Is Your Heart Caroling?

by Kevin T. McEneaney

The novella, A Christmas Carol by Charles Dickens published in 1843, created a popular sensation that people today still talk about. Written under financial duress, the book has never been out of print. Within two months it was adapted for the stage and Dickens himself gave 128 public readings of a shortened version.

You may have seen a film adaptation (most of which include scenes not in the tale itself), or perhaps have read the story yourself, yet seeing it performed live on stage remains a child’s dream come true. That dream is running for a month at the Center for Performing Arts.

There must be over a hundred versions of the Dickens story at this point, even a ballet or two. This version, starring Lou Trapani (also, the Director and, ahem, Producer) as crusty Ebenezer Scrooge with bipolar depression, then an elf-like Spirit of Living Christmas Joy, is a superlative delight. Scrooge is an incarnation of the Victorian cliché humbug (which has echoed down the decades only in this story). This rendition leans on the lawyer-miser reborn to Christianity. This version of A Christmas Carol  may be called the Musical Nativity version because of the abundance of religious carols from Medieval to Renaissance to near-contemporary pop—over thirty carols.

Christmas carols inspired Dickens to pen the story and he aimed to have the story reflect the emotions of the most moving Christmas carols. Here, the Dickens story functions as a fishing net to catch the bounty of classic, festive songs. The strength of this production, now in its fifteenth year, remains in the singing, both solo and ensemble.
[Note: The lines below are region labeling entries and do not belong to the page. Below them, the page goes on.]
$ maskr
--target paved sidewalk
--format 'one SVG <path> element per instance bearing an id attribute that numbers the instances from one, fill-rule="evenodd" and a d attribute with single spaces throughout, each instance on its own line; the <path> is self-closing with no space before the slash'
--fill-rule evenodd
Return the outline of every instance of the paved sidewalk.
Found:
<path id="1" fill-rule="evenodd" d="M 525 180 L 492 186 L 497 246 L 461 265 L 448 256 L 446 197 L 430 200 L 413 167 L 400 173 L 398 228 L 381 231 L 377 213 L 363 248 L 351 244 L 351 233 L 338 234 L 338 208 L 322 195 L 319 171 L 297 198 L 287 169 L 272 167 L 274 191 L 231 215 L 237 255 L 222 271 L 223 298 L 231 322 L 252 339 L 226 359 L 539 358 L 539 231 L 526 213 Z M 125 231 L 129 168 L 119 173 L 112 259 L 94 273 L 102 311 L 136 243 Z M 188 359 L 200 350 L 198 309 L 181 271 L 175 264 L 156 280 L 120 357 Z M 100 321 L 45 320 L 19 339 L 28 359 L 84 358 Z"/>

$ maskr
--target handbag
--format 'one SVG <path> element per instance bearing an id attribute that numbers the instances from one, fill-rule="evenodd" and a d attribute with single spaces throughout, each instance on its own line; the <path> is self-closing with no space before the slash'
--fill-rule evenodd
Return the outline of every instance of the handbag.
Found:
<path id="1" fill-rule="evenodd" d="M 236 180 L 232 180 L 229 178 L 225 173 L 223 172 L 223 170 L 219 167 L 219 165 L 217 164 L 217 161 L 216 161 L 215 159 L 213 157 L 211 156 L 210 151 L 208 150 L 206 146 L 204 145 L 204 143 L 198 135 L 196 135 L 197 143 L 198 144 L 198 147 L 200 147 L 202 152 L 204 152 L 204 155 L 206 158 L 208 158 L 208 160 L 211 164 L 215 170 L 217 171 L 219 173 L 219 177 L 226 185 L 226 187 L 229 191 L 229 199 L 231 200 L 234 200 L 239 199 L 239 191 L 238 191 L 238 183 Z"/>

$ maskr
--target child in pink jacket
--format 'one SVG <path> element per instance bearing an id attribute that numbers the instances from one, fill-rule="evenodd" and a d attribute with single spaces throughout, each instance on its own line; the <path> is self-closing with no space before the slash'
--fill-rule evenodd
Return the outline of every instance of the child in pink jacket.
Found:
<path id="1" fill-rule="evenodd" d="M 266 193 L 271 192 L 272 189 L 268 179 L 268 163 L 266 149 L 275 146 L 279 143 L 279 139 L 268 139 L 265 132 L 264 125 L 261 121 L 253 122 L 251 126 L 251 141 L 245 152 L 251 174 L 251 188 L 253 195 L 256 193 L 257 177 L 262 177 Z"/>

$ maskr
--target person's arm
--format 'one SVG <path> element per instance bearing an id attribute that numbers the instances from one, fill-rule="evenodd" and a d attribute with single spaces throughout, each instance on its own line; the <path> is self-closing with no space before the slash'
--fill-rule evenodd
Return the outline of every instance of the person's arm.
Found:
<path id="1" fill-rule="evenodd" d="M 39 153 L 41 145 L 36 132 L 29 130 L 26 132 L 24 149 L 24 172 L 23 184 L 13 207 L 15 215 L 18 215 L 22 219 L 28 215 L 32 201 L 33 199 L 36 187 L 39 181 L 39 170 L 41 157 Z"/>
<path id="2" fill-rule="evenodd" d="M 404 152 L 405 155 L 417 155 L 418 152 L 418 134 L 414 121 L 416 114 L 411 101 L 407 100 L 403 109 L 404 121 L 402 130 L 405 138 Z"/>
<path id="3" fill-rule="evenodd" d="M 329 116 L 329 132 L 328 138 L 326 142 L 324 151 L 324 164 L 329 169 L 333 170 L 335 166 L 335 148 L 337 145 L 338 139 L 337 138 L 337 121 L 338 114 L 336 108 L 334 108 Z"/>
Andy Crispell  as Bob Cratchit exudes the calm affability of a gentle man rather than a gentleman when his family faces starvation. Joe Felece ably haunted as the lawyer ghost Marley (as well as Peter Cratchit, the bumptious clown Fezziwig, and several other small roles). Duane Olson dances on merely three identities as Nephew Fred, Young Scrooge, and Young Bob. Emily De Pew as Mrs. Cratchit and The Lady Bountiful manages to leap in class and voice.

Lisa Lynds

Lisa Lynds as Past, Present, and Future Spirit of Christmas is a hoot—whether serious, outrageous, or evangelical—while the deft singing of Andy Crispell, Joe Felece, Emily DePew, Ellie DeMan, and Duane Olson are tunefully delivered. Harriet Luongo provides a charming Tiny Tim in good voice. “O Holy Night,” a great song, sung by Ellie DeMan is simply a transcendent and memorable highlight of the show.

There is something wonderfully haunting in the harpsichord tonality provided by Paul & JoAnne Schubert, which offers an unusual period touch with the higher, thinner register of the instrument.

While conjuring the Spirit of Christmas Present with festive jollity, the somewhat cramped balcony production on the east side of the barn need not require car radio broadcast (if car windows are lowered), or if you sit before your fender in a chair. If you are in the second row, reverse parking with an open hatchback is best. If you have a carload of kids, you can keep the windows shut and not let the chaos of voices travel. I assure you this is a virus-free production with masks and impressive social distancing.

Tiny Tim gets a lift

Curtain opens at 7 pm. This Drive-In production will run through December 20. Bring a beverage and snack. Due to climate conditions, it may be best to book earlier, yet a snowflake version would be quite charming.